Principle:Run llama Llama index Finetuning Job Launch
Overview
Finetuning Job Launch is the step in the LLM finetuning workflow where validated training data is uploaded to the OpenAI platform and a finetuning job is created. This process bridges the gap between local data preparation and cloud-based model training. LlamaIndex's OpenAIFinetuneEngine encapsulates the entire launch sequence -- validation, file upload, and job creation -- into a single finetune() call, abstracting away the multi-step OpenAI API interaction.
The finetuning engine follows the engine pattern common in LlamaIndex, where a stateful object manages the lifecycle of an asynchronous operation. Once configured with a base model and data path, the engine handles all API communication, retry logic, and state tracking internally.

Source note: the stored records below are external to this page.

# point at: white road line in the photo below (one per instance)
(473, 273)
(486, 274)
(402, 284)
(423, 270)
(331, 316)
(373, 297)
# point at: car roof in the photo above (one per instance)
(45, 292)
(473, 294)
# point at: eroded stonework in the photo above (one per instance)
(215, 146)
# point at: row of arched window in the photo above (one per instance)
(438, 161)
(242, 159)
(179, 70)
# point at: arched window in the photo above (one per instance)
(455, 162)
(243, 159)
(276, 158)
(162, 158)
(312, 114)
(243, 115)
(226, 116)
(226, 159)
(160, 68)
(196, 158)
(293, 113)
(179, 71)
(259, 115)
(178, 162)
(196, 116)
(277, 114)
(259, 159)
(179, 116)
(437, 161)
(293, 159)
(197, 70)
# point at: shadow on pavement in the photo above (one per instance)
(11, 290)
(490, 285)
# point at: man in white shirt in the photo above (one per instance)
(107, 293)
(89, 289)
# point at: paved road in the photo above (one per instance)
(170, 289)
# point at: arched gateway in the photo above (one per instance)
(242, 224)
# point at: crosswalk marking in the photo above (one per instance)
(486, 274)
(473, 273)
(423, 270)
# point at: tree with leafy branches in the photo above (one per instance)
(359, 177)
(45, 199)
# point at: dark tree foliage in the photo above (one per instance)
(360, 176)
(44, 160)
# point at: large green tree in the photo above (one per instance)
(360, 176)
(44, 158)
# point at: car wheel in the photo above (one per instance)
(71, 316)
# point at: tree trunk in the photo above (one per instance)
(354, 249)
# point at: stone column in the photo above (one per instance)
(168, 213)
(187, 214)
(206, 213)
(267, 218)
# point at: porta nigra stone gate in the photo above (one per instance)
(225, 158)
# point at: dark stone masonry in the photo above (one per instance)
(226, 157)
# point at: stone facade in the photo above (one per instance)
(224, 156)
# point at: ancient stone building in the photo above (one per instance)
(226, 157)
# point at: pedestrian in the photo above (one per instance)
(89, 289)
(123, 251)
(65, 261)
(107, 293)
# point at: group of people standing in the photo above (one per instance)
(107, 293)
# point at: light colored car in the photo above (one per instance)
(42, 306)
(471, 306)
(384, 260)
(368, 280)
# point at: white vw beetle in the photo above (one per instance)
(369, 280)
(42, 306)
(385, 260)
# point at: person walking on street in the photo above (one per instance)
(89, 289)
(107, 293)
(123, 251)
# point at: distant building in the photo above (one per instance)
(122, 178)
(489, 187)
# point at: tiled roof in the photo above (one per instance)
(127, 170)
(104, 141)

OpenAI Finetuning API Flow
Launching a finetuning job involves three sequential API interactions:
| Step | API Call | Purpose |
|---|---|---|
| 1 | client.files.create(file, purpose="fine-tune") |
Upload the JSONL training file to OpenAI's servers |
| 2 | Wait for file processing | OpenAI processes and validates the uploaded file |
| 3 | client.fine_tuning.jobs.create(training_file, model) |
Create the finetuning job using the uploaded file and base model |
The file upload returns a file ID that is then referenced when creating the finetuning job. There can be a delay between upload completion and the file being ready for use, which the engine handles with automatic retry logic.
Base Model Selection
The base_model parameter determines which pretrained model serves as the starting point for finetuning:
- gpt-3.5-turbo: The most common choice for finetuning; cost-effective and fast to train
- gpt-4o-mini: A smaller GPT-4 variant available for finetuning
- Custom model IDs: Previously finetuned models can be further refined through iterative finetuning
The choice of base model affects training cost, inference cost, and the quality ceiling of the finetuned model. A common pattern is to use GPT-4 as the teacher to generate training data and GPT-3.5-turbo as the student base model for finetuning, achieving near-GPT-4 quality at GPT-3.5 cost.
Engine Construction Patterns
LlamaIndex provides two ways to construct the finetuning engine:
Direct Construction
When you already have a JSONL training file on disk:
from llama_index.finetuning import OpenAIFinetuneEngine
engine = OpenAIFinetuneEngine(
base_model="gpt-3.5-turbo",
data_path="training_data.jsonl",
verbose=True,
validate_json=True,
)
engine.finetune()
From Finetuning Handler
When collecting data from live pipeline interactions, the handler can directly feed into the engine:
from llama_index.finetuning import OpenAIFinetuneEngine
engine = OpenAIFinetuneEngine.from_finetuning_handler(
finetuning_handler=finetuning_handler,
base_model="gpt-3.5-turbo",
data_path="training_data.jsonl",
)
engine.finetune()
This classmethod first calls save_finetuning_events(data_path) on the handler, then constructs the engine with the saved file path.
Retry Logic
The job creation step includes built-in retry logic for handling the common case where the uploaded file is not yet processed:
while True:
try:
job_output = client.fine_tuning.jobs.create(
training_file=output.id, model=self.base_model
)
break
except openai.BadRequestError:
print("Waiting for file to be ready...")
time.sleep(60)
This retry loop sleeps for 60 seconds between attempts, waiting for OpenAI to finish processing the uploaded file.
Resuming Existing Jobs
The engine supports reconnecting to a previously launched job via the start_job_id parameter:
engine = OpenAIFinetuneEngine(
base_model="gpt-3.5-turbo",
data_path="training_data.jsonl",
start_job_id="ftjob-abc123",
)
# Can now call get_current_job() and get_finetuned_model() without calling finetune()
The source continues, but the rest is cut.